Building Cities Better webinar
Viv Beck is CEO of Heart of the City, Auckland’s city centre business association. Viv has seen first-hand the impact of City Rail Link construction and has championed the need for a hardship fund for impacted businesses, and early planning and provision for this issue with future large-scale projects. Viv will share insights on this and better ways of operating.
Rick Mitry is a partner at Mitry Lawyers in Sydney. Rick leads the major class action against the New South Wales government to gain compensation for the Sydney light rail project. He has a wealth of information and research on the impacts the project has had on businesses and residents and will provide an insight into what can happen if governments don’t proactively plan effective strategies for these projects.
Dr Rosalie Singerman Ray is an assistant professor of Geography. Her research focuses on transit governance and managing a just transition to sustainable transport. She has a PhD in Urban Planning from Columbia University and she studied the impact of Los Angeles’ metro rail extension. This research concluded that mitigation programmes should be standard practice when building new transit routes. She previously worked as an economist for the US Department of Transportation.
Viv Beck is CEO of Heart of the City, Auckland’s city centre business association. Viv has championed the need for a hardship fund for impacted businesses, and early planning and provision for this issue with future large-scale projects.
Rick Mitry is a partner at Mitry Lawyers in Sydney. Rick leads the major class action against the New South Wales government to gain compensation for the Sydney light rail project.
Dr Rosalie Singerman Ray, an assistant professor of Geography, joined us from the USA. Her PhD in Urban Planning from Columbia University studied the impact of Los Angeles’ metro rail extension. This research concluded that mitigation programmes should be standard practice when building new transit routes.
Viv described the devastating and life changing impacts of Covid in Auckland including significant loss of income, physical impacts such as loss of amenity and health impacts. A Heart of the City assessment has reported 200 CBD businesses impacted.
Rick explained how many businesses in central Sydney were severely affected and how suicide tragically resulted from the financial stress. 234 Sydney business owners have joined a class action with total losses equating to greater than $300m.
Rosalie has worked with four transit agencies who had implemented advice, tools and financial support to assist business impact by construction impacts. Research shows that businesses who are located more than 400m from a public transport hub project had a 46% greater likelihood of business closure. She emphasised that cost impacts on business were unavoidable with significant urban projects and so effective mitigation strategies now being modelled in best-practice cities should be employed in New Zealand.
The webinar heard that despite a high level of engagement with stakeholders in the early Central Rail Link planning, once the project began it became clear that inadequate consideration had been undertaken to mitigate social and economic impacts and instead the focus was on minimising construction costs. Rosalie explained how there’s a general belief that temporary pain is followed by long-term success and a fear that publicly admitting adverse impacts will threaten the viability of project.

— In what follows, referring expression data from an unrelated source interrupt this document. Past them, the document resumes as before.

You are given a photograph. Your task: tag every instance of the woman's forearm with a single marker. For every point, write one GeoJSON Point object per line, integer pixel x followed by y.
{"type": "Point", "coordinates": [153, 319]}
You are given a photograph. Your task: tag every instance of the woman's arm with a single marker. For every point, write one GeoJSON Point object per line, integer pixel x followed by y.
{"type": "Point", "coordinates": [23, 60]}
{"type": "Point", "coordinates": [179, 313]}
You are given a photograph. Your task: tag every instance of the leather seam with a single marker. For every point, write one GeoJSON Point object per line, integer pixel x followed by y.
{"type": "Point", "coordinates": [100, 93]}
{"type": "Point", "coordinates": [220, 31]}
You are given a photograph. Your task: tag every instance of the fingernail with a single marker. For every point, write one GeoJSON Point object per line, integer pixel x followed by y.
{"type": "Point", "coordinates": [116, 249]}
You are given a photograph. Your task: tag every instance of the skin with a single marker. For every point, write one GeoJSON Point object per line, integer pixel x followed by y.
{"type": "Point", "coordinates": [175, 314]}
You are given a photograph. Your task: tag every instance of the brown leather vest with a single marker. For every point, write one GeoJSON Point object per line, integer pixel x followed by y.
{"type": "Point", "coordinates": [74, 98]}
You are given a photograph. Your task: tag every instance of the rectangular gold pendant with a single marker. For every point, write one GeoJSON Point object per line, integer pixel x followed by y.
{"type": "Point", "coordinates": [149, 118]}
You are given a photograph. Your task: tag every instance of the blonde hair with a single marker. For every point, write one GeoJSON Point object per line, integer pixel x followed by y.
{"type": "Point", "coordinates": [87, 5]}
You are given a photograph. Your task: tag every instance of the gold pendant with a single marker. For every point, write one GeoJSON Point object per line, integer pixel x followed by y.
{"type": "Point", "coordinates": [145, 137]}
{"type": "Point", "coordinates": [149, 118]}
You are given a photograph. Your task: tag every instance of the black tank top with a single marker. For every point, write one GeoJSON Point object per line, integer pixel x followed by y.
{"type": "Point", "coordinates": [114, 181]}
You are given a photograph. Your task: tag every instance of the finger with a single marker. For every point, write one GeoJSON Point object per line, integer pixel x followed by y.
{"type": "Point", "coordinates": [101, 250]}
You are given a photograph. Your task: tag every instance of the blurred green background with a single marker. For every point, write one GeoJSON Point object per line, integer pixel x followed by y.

The Heart of the City championed efforts to provide a remedy to CRL impacts and this resulted in a $12 million fund established by government and Auckland Council However, the webinar heard that a maximum of $10k of funding per business simply won’t be enough for businesses in deep distress.
In Australia the government offered circa $200k per business to those Sydney businesses impacted by the Sydney light rail project. However, most businesses only received a tiny fraction, and many businesses are in or facing liquidation. The current value of class action that Rick is working on is approaching $400m – something he urged New Zealand to avoid.
The clear message was that nobody should lose their livelihood or wellbeing over an urbanconstruction project. This needs to be considered part of the overall project cost and is fundamental to New Zealand’s light rail plans. The Committee will be monitoring the progress the government makes now it has received the light rail options report and will soon make decisions.